Personal life
- Born: Baghdad
- Died: 14 December ^{[year missing]} Fatehpur, Taraf, Sultanate of Bengal
- Resting place: Shahjibazar Dargah, Madhabpur, Habiganj, Bangladesh
- Relatives: Ahmed Ghazi, Masud Ghazi

Religious life
- Religion: Islam
- Denomination: Sunni

Muslim leader
- Period in office: Early 14th century

= Fateh Ghazi =

Sufi saint in Bengal (c. 14th century)

Shāh Sulaymān Fateḥ Ghāzī al-Baghdādī (শাহ সোলেমান ফতেহ গাজী বগদাদী, شاه سلیمان فتح غازی البغدادی), or simply known as Fateh Ghazi, was a 14th-century Sufi saint and ghazi who took part in Muslim expeditions in northeastern Bengal.

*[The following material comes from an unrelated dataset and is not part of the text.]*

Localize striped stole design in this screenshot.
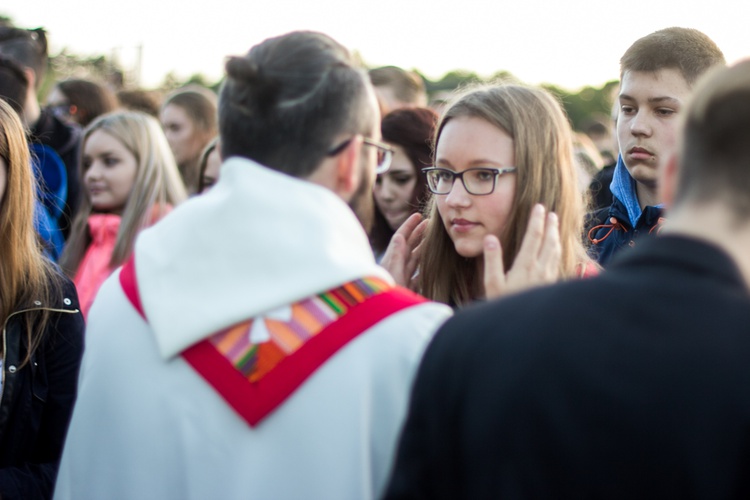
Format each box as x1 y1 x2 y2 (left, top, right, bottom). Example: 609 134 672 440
208 277 392 383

His name is associated with the propagation of Islam in Madhabpur.

==Biography==
His original name was Sulaiman, and he hailed from Baghdad. Shah Jalal was known to have passed through the city of Baghdad, which was under occupation by the Ilkhanate, the southwestern sector of the Mongol Empire ruled by Hulagu Khan.

In 1303, Fateh Ghazi participated in the Conquest of Sylhet under Shah Jalal. Soon after the victory, he was among the 12 disciples who were sent to capture Tungachal under the leadership of Syed Nasiruddin, a sipahsalar (military commander) of Sultan Shamsuddin Firuz Shah. Tungachal was renamed to Taraf and annexed to Muslim Bengal, after the defeat of its Raja Achak Narayn, who fled to Mathura with his family.

Ghazi settled in a nearby village in the Raghunandan Hills, after visiting Bejura, where he founded his own chilla-khana. The village was named Fatehpur (now Shahjibazar, Madhabpur) in his honour. Fateh Ghazi, Ahmed Ghazi, and Masud Ghazi are all buried next to each other in a dargah, located near the Shahjibazar railway station. His urs (death anniversary) continues to be celebrated in December by lakhs of people, to this day, at the Dargah-e-Hazrat Shah Soleman Fateh Gazi Bagdadi.

During his death anniversary in 2015, a controversy arose due to a puppet dance show being hosted next to his dargah.